Lorsque François Desrochers, député de Mirabel et critique adéquiste en matière d'éducation, a prononcé à la radio de Radio-Canada, début novembre, cet authentique bout de phrase: «la grammaire, la syntaxe, ces choses qui ont été abolites [sic] avec la réforme», plusieurs ont gentiment souri devant la bourde, faite lors d'un entretien portant précisément sur... la qualité du français.
Voilà que son collègue Robert Deschamps, député adéquiste de Saint-Maurice, malmène lui aussi la langue: le politicien a lancé lundi dans le collimateur médiatique un communiqué de presse invraisemblablement coloré d'une quantité d'erreurs qui renvoient toutes à un français mal maîtrisé. Un «fond» socioéconomique amputé du poids de son «s». Un montant de «40 million» au caractère singulier. Un «plan d'urgence proposée» curieusement affublé de la grâce féminine. Truffé de ces maladresses et d'autres encore, le document laisse pantois.
Les deux hommes n'ont pas que l'ADQ en partage. Tous deux ont oeuvré dans le milieu de l'éducation, le premier comme enseignant de géographie, le second comme professeur d'éducation physique. Bien sûr, l'erreur est humaine. Évidemment, la parade politique est à ce point exigeante que la feuille de route parfaite relève de l'utopie. Assurément, l'ADQ ne porte pas à elle seule le poids des bévues linguistiques. Sans clouer ces deux hommes au pilori, on ne peut quand même éviter de souligner le fait qu'à eux seuls ils incarnent parfaitement le laxisme dérangeant qui frappe des figures pourtant érigées en parfaits modèles.
Pendant qu'on s'inquiète des piètres performances des élèves québécois en français, s'attarde-t-on un seul instant à la qualité du spectacle qui se joue sous leurs yeux?

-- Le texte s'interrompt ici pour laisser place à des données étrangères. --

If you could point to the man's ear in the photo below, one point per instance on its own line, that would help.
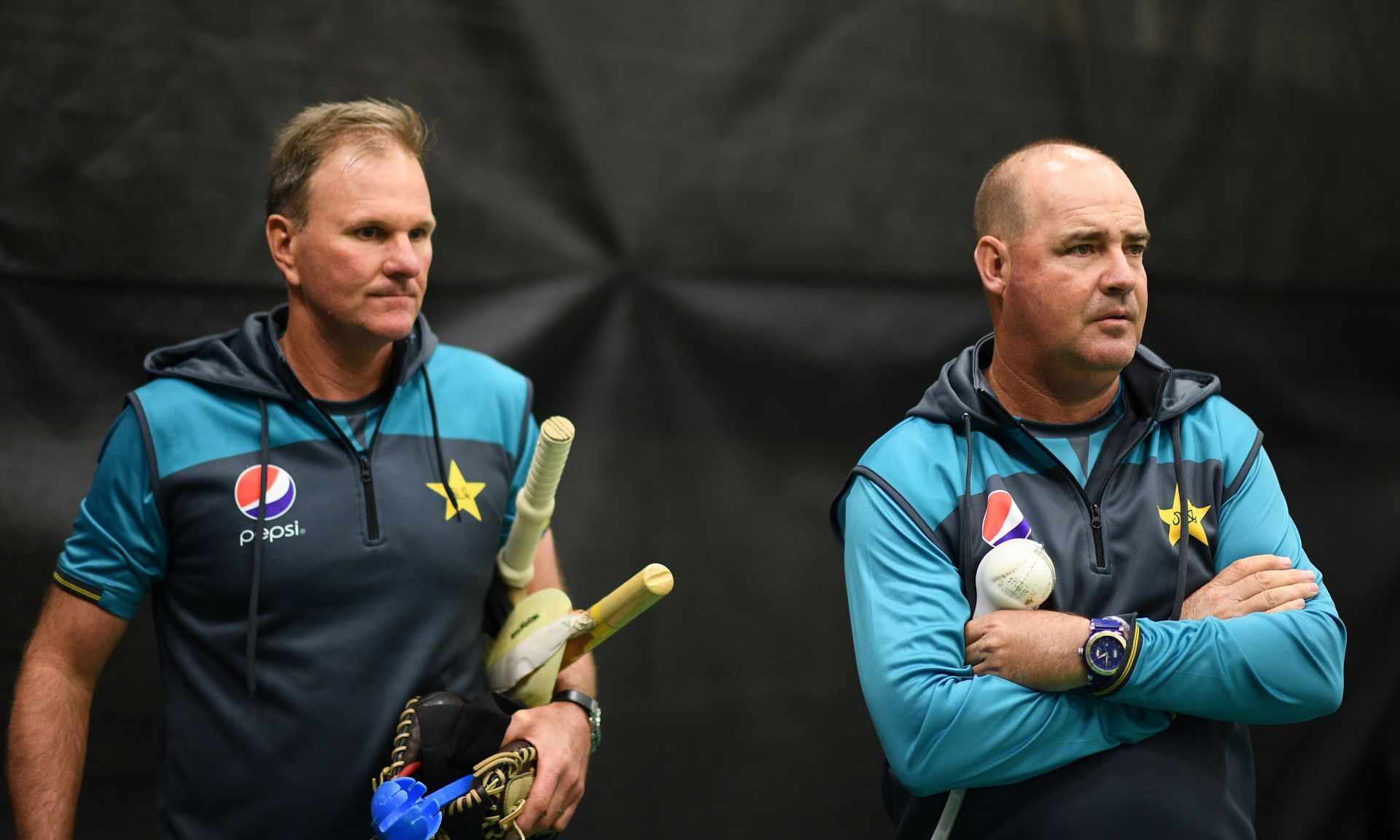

Dans un rapport publié en 1998, le Conseil de la langue française braquait ses projecteurs sur la grande valeur accordée par les élites à la qualité du français. Sans ambages, il concluait à l'importance pour certaines personnes -- politiciens, enseignants, universitaires, journalistes! -- de valoriser un français de qualité. Sans détours, il priait la société d'accorder un plus grand soin à sa langue.
Dix ans plus tard, le panorama n'est pas encore avantageux. À côté du scandale de l'analphabétisme, qui frappe près de la moitié des Québécois, se jouent d'autres petits drames linguistiques. Le français écorché par les radios commerciales. Des restaurants négligeant honteusement de faire réviser leur menu, si savoureux soient les plats. Des enseignants apportant à la maison des consignes remplies d'erreurs. Des professeurs d'université négligeant de corriger les faiblesses de la langue sous prétexte de travaux portant sur une discipline éloignée du français.
Ces faux pas contribuent à faire d'un français médiocre une norme sociale acceptée, ce contre quoi nos élites et toutes ces personnes présentées comme modèles à la relève devraient s'insurger, à titre de fiers diffuseurs d'une langue de qualité. À côté de cet affaissement guette sinon un autre danger, plus sournois encore: la banalisation des dérives. Il faut à tout prix l'éviter.